Schultz was allowed 24 photos in an insert in the book. Selecting only 24 photos from amongst the thousands and thousands he and Sara have from his career thus far was difficult. They found 24 photos that are “explanations of the moments that are covered in the book,” he says.
After the Paralympics, Schultz can begin to work on a book tour, probably several book tours, starting in Minnesota, and then possibly several national tours. He looks forward to it.
Schultz has been busy preparing for the Paralympics since he was named to Team USA more than a year ago. He hasn’t had a lot of time to ponder his post-competitive life and career. In many ways, though, the world is his oyster. There are so many options open to him: coaching, book promotion, public speaking, and expanding BioDapt in many directions are the most obvious.
“I thoroughly enjoy coaching,” Schultz says. “I’ve had coaching positions several times and I enjoy sharing the things that I’ve learned over the years of competing. And, you know, working with coaches and trainers, and at all these different types of competitions, I’ve got all this knowledge and I feel I need to share it with somebody to help the next generation progress.” Coaching is a very likely option, although he’s not sure which sport that would be in since he’s excelled at several.
Schultz also looks forward to time off with his family, joking that he may just disappear into the north woods at some point, to “just sit in my lawn chair at the cabin, ride my horses, read my book, and reflect.”
“I’ve been charging hard for a long time. You know, it’s getting close to the time where I need to just take a break.”
Like so many other challenges in life, we can count on Schultz jumping into whatever comes next with full gusto.
Where the drive comes from
“As far back as I can remember, I’ve always been very driven” says Schultz. “Like, if I had an idea I wanted to accomplish it, I would go until I couldn’t go anymore. And throughout my entire adult competitive career, it gets backed up every time I accomplish something big, and what it took to get there.”
“I absolutely love the process of self-progression,” he continues. “I love seeing myself get better. And so, when you break it down to the bare bones, that’s what the motivator is: I enjoy the challenge of becoming better. And I apply that to everything in my life, whether it’s on the racetrack or if it’s in business.”

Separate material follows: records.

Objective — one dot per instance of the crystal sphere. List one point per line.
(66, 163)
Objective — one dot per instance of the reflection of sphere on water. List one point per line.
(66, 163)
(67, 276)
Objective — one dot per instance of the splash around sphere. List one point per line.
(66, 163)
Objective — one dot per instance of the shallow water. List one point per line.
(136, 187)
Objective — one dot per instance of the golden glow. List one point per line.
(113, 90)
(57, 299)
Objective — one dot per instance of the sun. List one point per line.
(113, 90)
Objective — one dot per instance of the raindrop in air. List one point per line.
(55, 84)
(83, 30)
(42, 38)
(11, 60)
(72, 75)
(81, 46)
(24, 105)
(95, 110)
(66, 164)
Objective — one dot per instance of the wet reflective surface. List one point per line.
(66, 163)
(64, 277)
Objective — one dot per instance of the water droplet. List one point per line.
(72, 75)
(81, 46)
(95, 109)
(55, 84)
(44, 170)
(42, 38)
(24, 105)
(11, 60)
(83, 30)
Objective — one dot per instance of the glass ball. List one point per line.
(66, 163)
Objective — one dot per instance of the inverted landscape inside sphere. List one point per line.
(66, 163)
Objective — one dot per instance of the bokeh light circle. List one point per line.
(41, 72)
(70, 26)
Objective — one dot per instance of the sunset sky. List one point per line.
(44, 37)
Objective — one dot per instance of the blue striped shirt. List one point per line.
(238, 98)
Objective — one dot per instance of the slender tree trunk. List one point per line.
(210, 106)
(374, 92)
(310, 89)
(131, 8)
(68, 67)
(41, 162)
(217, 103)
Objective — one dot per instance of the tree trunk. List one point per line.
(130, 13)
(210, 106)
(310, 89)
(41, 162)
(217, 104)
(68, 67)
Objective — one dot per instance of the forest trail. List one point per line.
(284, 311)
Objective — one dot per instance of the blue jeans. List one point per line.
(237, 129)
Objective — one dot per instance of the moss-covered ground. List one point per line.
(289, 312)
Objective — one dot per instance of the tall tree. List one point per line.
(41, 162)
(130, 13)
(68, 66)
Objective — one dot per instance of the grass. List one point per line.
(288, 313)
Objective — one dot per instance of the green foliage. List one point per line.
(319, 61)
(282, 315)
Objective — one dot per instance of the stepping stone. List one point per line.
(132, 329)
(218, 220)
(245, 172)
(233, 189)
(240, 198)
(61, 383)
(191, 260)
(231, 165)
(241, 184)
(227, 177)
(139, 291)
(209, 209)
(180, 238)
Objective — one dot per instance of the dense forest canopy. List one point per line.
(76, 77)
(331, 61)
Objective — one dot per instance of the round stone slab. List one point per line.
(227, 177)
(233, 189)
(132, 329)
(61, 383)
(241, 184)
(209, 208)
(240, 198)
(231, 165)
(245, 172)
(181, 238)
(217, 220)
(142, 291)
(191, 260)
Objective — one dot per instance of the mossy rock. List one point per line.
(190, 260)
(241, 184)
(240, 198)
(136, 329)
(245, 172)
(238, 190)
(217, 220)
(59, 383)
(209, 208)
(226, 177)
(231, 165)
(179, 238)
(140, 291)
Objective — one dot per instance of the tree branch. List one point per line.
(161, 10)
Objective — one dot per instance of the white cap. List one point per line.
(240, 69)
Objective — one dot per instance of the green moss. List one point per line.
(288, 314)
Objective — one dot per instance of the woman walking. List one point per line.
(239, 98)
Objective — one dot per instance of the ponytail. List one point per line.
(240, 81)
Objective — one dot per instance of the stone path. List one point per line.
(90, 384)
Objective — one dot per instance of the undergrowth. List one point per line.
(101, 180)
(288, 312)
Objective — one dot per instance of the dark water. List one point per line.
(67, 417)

Along the way, Schultz has become quite an effective motivational speaker. I asked him what words of encouragement he might have for someone feeling defeated or tired or overwhelmed, or just lost in pursuit of their life goals.
“You know, the one thing that I always go back to when I’m in a tough spot is finding something that I thoroughly enjoy and pursue it, something that makes me smile and gets me excited to look forward to the next day. And for me that’s sport. And for so many people that is sport of some sort.”
“It doesn’t have to be competitive, but something that gives you a positive mental focal point, and a positive physical focal point. You put those two things together and it does wonders for anyone, whether it’s going to the gym and setting a goal for yourself, or it’s a competition that you wanna go to, or if it’s a trail ride or a trail run that you wanna do with a friend, you know.
“And incorporate a friend to go on that little goal-oriented journey with you. And that’s a very good way to motivate yourself and surround yourself with good positive people whenever possible.”
Reading Mike Schultz’s book “Driven to Ride” will leave you feeling encouraged, motivated, and like anything is possible – because anything is possible to those willing to put in the work.